I miei incontri con l'alce non sono stati mai frequenti; il più memorabile, dal punto di vista emotivo, avvenne nella circostanza meno "naturale", ma anche più frequente nel mondo scandinavo, dove gli scontri con questi cervidi sono la prima causa di incidente: guidando lungo una statale.
Era un crepuscolo primaverile, quel momento in cui le cose diventano profili; fu una perfetta silhouette quella che apparve in fondo ad una salita, stagliandosi contro il cielo indaco come fosse un grande sagoma di cartone, alla maniera dei tori lungo le strade spagnole. Un profilo possente dalle grandi corna, spalle muscolose, la strana forma tozza a sfilare verso eleganti e lunghe zampe da equino. Si ingrandiva mentre procedevo, immobile, irreale: tutt'altra cosa da quelle furtive visioni di terga in fuga che mi erano state riservate sino ad allora.

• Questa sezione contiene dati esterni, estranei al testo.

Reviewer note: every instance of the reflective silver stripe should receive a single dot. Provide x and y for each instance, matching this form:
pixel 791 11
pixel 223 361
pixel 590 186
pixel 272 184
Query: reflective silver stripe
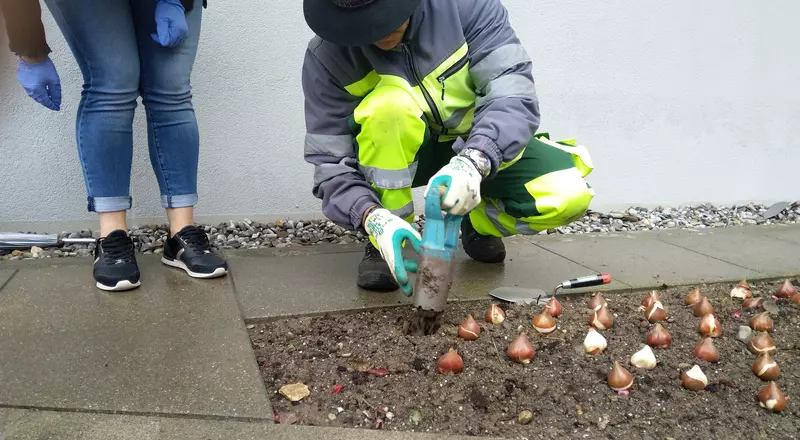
pixel 524 228
pixel 494 215
pixel 326 171
pixel 497 62
pixel 457 117
pixel 389 179
pixel 334 145
pixel 405 211
pixel 507 86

D'un tratto la straordinaria presenza si mosse, spezzando la sensazione di incantesimo, scartò su un lato verso un'ampia radura, dove si voltò a guardarmi: i nostri sguardi si incrociarono per un attimo.
Una donna Sami una volta mi disse: "L'Alce è furbo; quando sei nella foresta puoi averlo a pochi metri, e non vederlo; ma stai certo che lui ti vede". Aveva ragione: a dispetto della mole imponente (al garrese può superare i due metri), l'alce dissimula la sua presenza contando solo sull'immobilità assoluta. Suo marito sarebbe partito per una settimana di caccia, come avviene laggiù ogni mese di settembre, il che spiega ampiamente tanta circospezione. Il carattere schivo lo rende difficile da incontrare nei boschi svedesi, dove peraltro é molto diffuso. A testimonianza di questo i suoi escrementi popolano il sottobosco e le aree antistanti i laghi in cui ama nutrirsi, e spesso sono queste tracce l'unico modo per intuirne la presenza. Strano destino quello delle feci in genere, così poco popolari ma importanti per gli studiosi (e per la natura in generale: senza di esse il ciclo della vita non esisterebbe); "siamo quello che mangiamo" è una frase che va estesa al mondo animale, e parafrasando un verso del compianto De Andrè, è dal letame che nasce molta della conoscenza sugli animali più schivi. Gli escrementi hanno una forma caratteristica, sono costituiti da materia vegetale compressa e assolutamente inodori e persino accattivanti nella forma, al punto da campeggiare sugli scaffali degli shop turistici, una volta debitamente inscatolati. In questo caso è nata anche una foto: camminavo in un'area rocciosa tra bosco e lago quando notai un lastrone obliquo sul quale, in tutta evidenza, un alce si era soffermato.
Il prodotto di questo momento di riflessione, per così dire, era rotolato lungo la roccia: alcuni elementi si erano fermati nelle incavature del piano inclinato. In genere si fotografano escrementi per un fatto didattico, per mostrare come riconoscerli; in quel caso era proprio il loro aspetto che mi intrigava. Vi lascio immaginare i commenti ironici di mia moglie, giocati sulle affinità tra il soggetto e le mie qualità fotografiche. Già nel mirino, tuttavia, "sentivo" profondamente l'immagine: quelle rare volte che accade so già che lo scatto sarà valido. Il colore della pietra, le sue venature, il contrasto tra le forme arrotondate e l'aspetto aspro del suolo mi spingevano a cercare uno scatto molto grafico. Non mi fermai a considerare se il soggetto fosse o meno degno: questo potete giudicarlo voi stessi. "Vuoi scommettere che questa finirò per pubblicarla, un giorno?", replicai divertito. Ora posso passare all'incasso.